Bermimpi Otoriterisme Mukidi di Negeri Wakanda
Pilar-pilar otoritarianisme itu terasa semakin kuat mencengkeram tanah air ibu pertiwi di negeri Wakanda, setelah Mukidi memenangkan pertarungan Pilpres di periode kedua dengan menumbangkan Subowo-Bandi.
Berawal dari Pilpres yang disebut kontroversial, dikarenakan disebut sebagai “The Elections of Fraud”. Meski, hingga mengantarkannya ke pengadilan Makamah Konstitusi, Subowo-Bandi tetap saja tersingkir.
Tetapi, sesuatu yang sukar dimengerti justru kemudian bergabungnya Subowo dan Bandi ke kabinet Mukidi.

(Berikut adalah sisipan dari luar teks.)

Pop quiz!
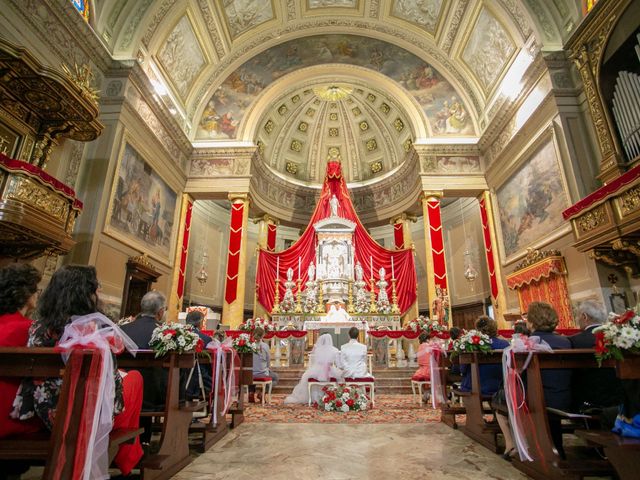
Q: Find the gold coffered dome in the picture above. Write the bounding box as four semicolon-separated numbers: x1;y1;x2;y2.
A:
256;81;412;184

Jika itu dianggap sebagai upaya adanya asa terjadinya rekonsiliasi rakyat, faktanya tak ada dampak positif yang signifikan.

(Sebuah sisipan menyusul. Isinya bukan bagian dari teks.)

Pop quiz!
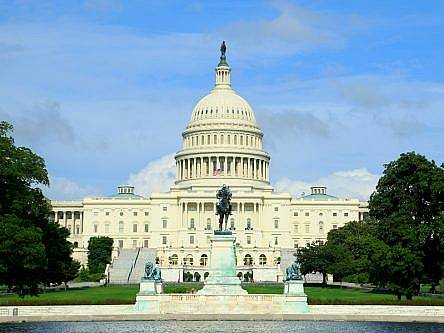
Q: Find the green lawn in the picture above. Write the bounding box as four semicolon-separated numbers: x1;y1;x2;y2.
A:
0;284;444;306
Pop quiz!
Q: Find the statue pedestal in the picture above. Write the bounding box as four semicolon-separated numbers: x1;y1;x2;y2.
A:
284;280;307;297
197;234;248;295
137;278;163;295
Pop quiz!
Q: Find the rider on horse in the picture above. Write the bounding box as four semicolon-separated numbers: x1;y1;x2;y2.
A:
216;184;232;231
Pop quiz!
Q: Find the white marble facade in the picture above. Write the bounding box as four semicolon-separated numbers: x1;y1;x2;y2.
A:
51;48;367;281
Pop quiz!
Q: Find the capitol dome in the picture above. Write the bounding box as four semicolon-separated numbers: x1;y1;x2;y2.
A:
175;43;271;189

Justru, yang jelas di pelupuk mata, adalah terjadinya rekonsiliasi antar elit politis bak politik “ kaca mata kuda” atau sebaliknya “belah bambu” bagi rakyat: hanya membuktikan semakin menggemukkan kelembagaan koalisi partai-partai yang sudah berkuasa, menjadi sangat berkuasa.
Dari sinilah DPR Wakanda koalisi gemuk jadi tumpul menyuarakan aspirasi rakyat, terkatup oleh “hubungan mesra” akibat perselingkuhannya dengan rezim penguasa, Mukidi. Situasi Parlemen seperti ini hasilnya terbukti sungguh sangat mengerikan.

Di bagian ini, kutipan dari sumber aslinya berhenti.